That's an interesting point. It does also normalize a little for differing costs of living, although not home values which are probably the biggest component for a place like NYC or SF.
No, you move to Monte Carlo where there is no income tax. Reminded me of Borg moving from Sweden to Monte Carlo.
If you want to live in Monte Carlo. I'm much happier to have enough money to live where I want to live for no other reason than that I want to live there. That's freedom to me and the only point of money in the >$5M range; having to base the choice of something as fundamental as where I live in any way on tax rates is the worst kind of slavery in my book.
How this kind of data could be possibly collected? As far as I know people's net worth is not a public information in US.

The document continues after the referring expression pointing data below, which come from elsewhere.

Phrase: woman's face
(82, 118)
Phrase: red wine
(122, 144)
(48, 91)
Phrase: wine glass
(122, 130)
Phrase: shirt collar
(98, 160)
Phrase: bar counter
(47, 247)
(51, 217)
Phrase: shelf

https://www.federalreserve.gov/econres/scfindex.htm This survey is conducted once in 3 years. Last time it was done was in 2016. When 2019 survey comes out, expect biggest disparity between top and bottom group. Good thing about the survey, they also follow up same participants for the next survey and track their progression
I have to agree with you actually. Financial freedom let us live where we want without regard to cost. Some of us chose to live in California and have to pay the highest state income tax rate in the US (marginal of 13%) rather than calling Nevada home.
To be fair, the common critique of this survey is that self-reported net worth tends to be higher. I recall someone estimating it to be as much as 2x inflated. For comparison (an imperfect one, since they count liquid net worth only), there are a few PWM recent studies that gave a number of millionaire households at just over 6 million. I think it was a 2017 CS study that said that there are 1.2 million households with LNW of 5 million or more, which would make them just about at 1%.
I've asked myself the same question and one always wonders where Forbes gets it data and how accurate it is. Think of what is publically available. 1. Rule 144 filings if ownership of a public company is involved. 2. Property tax records and in most states the filings of trusts that may hold the property. 3. If the government asses the tax they have 1099s 4. Public auctions 5. Plane, boat and car registrations. 6. Litigation discovery (this actually shocked me when I heard it was a wealth source data point) 7. ERISA Filings Still a lot of noise in the data - but where is most of the wealth in the US. Stocks, bonds, real estate, jewelry, and art. For the moment I'll assume rare cars, firearms and watches fall into jewelry and art There have been a handful of public complaints against Forbes, but I think you'll find they net out over/under. Plus if you pass a tax you create a reporting requirement. Does regulatory arbitrage then occur - do you scoot your wealth out?